The evaluation teams’ collective findings, presented below, should be taken as having general applicability to all of the evaluated materials, not complete and specific applicability in toto to any one of them.
Identified errors occur most frequently in drawings and other diagrams. They take the form of representations that are likely to either give rise to or reinforce misconceptions commonly held by students. Following are physical science examples of the kinds of misleading illustrative materials of most concern to the evaluation teams:
- Diagrams and drawings that show atoms or molecules of
solids, liquids, and gases in colored backgrounds (for
example, water molecules inside blue drop shapes) and
that thereby can initiate or reinforce the misconception
that particles are contained in solids, liquids,
and gases, in contrast to the correct idea that substances
consist of particles (with empty space between particles).

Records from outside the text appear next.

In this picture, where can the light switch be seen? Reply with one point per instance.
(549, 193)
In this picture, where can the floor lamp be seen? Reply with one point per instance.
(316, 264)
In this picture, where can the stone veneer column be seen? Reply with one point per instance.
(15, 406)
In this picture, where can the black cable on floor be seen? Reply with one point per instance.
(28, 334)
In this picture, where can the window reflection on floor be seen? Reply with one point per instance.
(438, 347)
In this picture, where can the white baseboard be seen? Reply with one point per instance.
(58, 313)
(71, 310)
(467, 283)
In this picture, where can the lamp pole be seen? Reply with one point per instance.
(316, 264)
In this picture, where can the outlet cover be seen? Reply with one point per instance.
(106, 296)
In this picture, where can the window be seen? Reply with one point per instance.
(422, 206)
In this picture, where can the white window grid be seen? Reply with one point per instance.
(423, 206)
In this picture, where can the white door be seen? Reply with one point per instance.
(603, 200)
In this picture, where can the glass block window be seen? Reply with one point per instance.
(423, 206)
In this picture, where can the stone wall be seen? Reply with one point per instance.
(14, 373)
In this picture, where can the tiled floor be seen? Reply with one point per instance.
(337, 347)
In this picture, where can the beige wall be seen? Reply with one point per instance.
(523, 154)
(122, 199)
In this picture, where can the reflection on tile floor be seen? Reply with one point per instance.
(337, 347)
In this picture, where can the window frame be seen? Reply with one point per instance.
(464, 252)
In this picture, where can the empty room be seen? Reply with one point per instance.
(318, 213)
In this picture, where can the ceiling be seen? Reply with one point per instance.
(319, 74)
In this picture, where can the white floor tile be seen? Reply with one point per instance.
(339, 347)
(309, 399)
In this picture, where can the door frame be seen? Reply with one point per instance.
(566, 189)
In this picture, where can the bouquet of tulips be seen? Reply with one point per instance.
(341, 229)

This misconception may be further reinforced by the wording
of diagram labels, such as “solid particles in
solid water and water particles in liquid
water” (emphasis added). Similarly, statements such
as “explanations for what is inside things”

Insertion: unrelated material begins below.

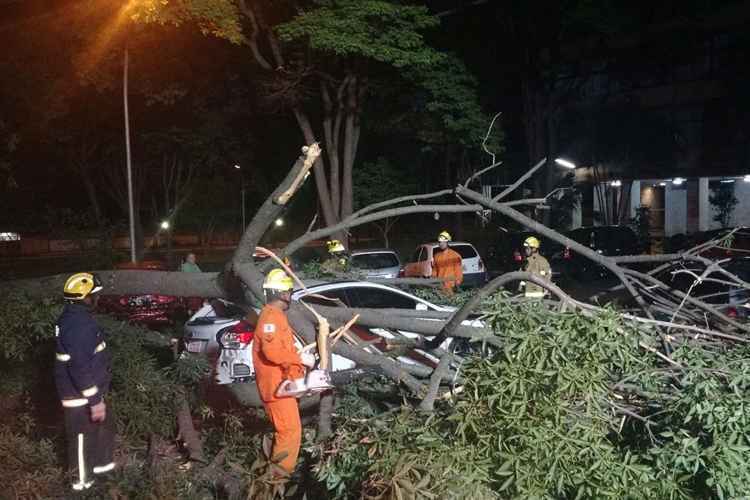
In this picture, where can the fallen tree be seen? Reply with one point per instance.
(689, 318)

may imply that matter contains particles (as well as other
things), rather than that matter is made of particles.
- Diagrams of solids (and occasionally liquids) that do
not depict the motion of atoms or molecules can give rise
to, or reinforce, the misconception that atoms or molecules
of solids (or liquids) are still.
- Diagrams that show molecules of liquids much farther
apart than the molecules of solids are misleading; in
most liquids, molecules are only a little farther apart.
- Diagrams that show particles of a substance in the solid, liquid, and gaseous state in different colors can reinforce the erroneous idea that the particles themselves are different, not their arrangement and motion. Similarly, diagrams that show particles of a substance changing size as the substance changes state can give rise to the misconception that the molecules themselves change size, becoming larger when heated.

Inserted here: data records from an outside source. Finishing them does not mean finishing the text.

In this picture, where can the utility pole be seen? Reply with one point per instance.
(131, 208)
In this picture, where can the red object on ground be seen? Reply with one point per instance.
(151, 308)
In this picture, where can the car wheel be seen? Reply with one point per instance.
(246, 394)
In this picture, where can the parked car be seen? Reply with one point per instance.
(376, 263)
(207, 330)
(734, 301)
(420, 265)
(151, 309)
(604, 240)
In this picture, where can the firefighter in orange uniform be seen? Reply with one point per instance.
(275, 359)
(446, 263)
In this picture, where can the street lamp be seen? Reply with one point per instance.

The use of imprecise of inaccurate language is problematic in text materials, not soley in illustrations. Specifically, language that does not maintain a clear distinction between substances and atoms or molecules can mislead students to attribute macroscopic properties or behavior (such as hardness, color or physical state) to individual atoms or molecules. For example, statements such as “the particles of perfume are moving farther apart as they change into a gas and diffuse throughout the air,” “write a story from the point of view of a particle in the solid phase as it melts and then evaporates,” and “draw what happens when the particles change state” (emphasis added) imply inaccurately that the particles themselves change state (melt, evaporate, etc.).